Prove or Disprove: Finitely generated Artinian module is Noetherian.

Question

Prove or Disprove: Finitely generated Artinian module is Noetherian.

I think it is true and I am trying to prove it. I am considering reducing the case to Artinian rings. Say $M$ is finitely generated Artinian $R$-module. Then $R/\mathrm{Ann}(M)$ is an Artinian $R$-module. Thus $R/\mathrm{Ann}(M)$ is Artinian as an $R/\mathrm{Ann}(M)$-module. That is, $R/\mathrm{Ann}(M)$ is an Artinian ring. We know that by Hopkins, $R/\mathrm{Ann}(M)$ is a Noetherian ring. Thus $M$ when seen as an $R/\mathrm{Ann}(M)$-module is Noetherian.
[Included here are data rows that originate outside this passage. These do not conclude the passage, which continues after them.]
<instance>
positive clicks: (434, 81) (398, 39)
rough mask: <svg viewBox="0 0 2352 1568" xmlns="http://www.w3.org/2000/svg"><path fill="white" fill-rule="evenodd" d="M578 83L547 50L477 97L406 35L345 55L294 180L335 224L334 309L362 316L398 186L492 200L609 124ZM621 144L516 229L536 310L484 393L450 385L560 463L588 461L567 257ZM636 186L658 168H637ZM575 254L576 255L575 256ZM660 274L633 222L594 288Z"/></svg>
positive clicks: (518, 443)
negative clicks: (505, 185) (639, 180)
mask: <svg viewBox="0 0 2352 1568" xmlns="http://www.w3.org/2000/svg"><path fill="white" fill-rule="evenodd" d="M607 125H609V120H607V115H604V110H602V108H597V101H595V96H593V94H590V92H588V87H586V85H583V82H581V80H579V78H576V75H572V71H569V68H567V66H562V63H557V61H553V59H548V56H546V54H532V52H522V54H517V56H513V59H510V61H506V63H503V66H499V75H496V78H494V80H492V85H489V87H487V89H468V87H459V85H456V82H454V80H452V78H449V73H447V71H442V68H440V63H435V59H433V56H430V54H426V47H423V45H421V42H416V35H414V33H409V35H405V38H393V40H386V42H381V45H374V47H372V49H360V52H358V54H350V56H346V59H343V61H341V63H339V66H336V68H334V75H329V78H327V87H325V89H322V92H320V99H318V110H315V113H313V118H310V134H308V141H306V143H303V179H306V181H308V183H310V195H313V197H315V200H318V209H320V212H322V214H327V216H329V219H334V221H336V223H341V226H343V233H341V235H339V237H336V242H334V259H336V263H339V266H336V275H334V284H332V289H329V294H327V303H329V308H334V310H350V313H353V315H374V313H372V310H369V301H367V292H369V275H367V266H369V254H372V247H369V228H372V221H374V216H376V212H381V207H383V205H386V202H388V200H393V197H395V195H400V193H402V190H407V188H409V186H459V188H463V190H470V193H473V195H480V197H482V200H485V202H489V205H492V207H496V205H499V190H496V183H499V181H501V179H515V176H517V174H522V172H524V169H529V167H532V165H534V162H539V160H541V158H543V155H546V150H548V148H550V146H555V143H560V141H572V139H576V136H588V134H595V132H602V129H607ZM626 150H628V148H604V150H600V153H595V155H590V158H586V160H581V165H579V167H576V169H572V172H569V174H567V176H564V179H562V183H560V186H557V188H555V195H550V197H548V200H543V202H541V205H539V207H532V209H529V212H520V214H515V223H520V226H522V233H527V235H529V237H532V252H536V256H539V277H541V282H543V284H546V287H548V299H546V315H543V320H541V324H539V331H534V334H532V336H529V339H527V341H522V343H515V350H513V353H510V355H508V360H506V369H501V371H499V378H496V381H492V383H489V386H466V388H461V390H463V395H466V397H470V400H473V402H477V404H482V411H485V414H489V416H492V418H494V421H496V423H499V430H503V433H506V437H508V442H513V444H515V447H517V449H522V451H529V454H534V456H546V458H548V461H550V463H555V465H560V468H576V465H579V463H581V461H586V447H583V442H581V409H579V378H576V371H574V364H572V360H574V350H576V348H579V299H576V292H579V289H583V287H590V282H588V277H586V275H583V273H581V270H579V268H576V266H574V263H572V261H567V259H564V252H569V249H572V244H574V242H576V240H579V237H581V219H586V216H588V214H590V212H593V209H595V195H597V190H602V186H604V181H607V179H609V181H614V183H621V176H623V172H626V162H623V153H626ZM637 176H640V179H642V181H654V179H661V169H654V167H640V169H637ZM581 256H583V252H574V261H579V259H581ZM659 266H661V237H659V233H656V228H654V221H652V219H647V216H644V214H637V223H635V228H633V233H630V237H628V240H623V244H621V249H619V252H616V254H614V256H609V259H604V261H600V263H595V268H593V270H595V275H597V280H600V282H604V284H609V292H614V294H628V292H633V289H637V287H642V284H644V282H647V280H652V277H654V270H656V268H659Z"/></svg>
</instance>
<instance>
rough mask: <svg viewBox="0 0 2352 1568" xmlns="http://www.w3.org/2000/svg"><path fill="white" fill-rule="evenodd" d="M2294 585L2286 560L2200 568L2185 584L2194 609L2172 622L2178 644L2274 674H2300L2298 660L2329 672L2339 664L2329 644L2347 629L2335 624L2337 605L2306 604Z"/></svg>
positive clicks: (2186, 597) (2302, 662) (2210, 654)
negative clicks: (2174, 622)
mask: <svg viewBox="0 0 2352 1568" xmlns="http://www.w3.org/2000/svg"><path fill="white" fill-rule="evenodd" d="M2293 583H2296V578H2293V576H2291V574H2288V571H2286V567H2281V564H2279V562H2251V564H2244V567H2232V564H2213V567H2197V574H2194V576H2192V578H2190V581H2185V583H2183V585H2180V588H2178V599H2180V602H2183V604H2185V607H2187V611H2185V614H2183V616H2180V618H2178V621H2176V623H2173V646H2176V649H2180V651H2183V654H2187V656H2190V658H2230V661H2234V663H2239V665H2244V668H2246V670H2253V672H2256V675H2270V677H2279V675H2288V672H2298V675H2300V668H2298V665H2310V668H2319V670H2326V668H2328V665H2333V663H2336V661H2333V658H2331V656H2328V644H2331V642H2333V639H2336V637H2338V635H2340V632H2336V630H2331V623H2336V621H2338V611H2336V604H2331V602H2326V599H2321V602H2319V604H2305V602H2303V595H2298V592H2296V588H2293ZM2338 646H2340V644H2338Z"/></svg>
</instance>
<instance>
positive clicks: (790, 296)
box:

I wonder how I can prove that $M$ is Noetherian as an $R$-module?

Answer 1

The answer is trivially yes: If $M$ is finitely generated and artinian, then $R/\mathrm{Ann}(M)$ is an artinian ring, hence noetherian. Now just notice that the $R/\mathrm{Ann}(M)$-submodules of $M$ coincide with the $R$-submodules of $M$.

Answer 2

Note that for any module element $m \in M$, there is an injection of $R$ modules $R/\operatorname{Ann}(m) \hookrightarrow M: r \mapsto r \cdot m$. If $M$ is finitely generated, I have the map $$R/\operatorname{Ann}(m_1) \oplus \dotsb \oplus R/\operatorname{Ann}(m_n) \twoheadrightarrow M$$ which is the sum of the inclusions. If $M$ is Artinian, then each $R/\operatorname{Ann}(m_i)$ is Artinian because it's a submodule. The structure of $R/\operatorname{Ann}(m_i)$ as an $R$ module is the same as its structure as an $R/\operatorname{Ann}(m_i)$ module, so we can say that $R/\operatorname{Ann}(m_i)$ is an Artinian ring, so a Noetherian ring, so a Noetherian $R$ module.

Now $M$ receives a surjection from a Noetherian module, so it is Noetherian.

I'm not really sure why you'd use $R/\operatorname{Ann}(M)$ here. Perhaps someone could enlighten me.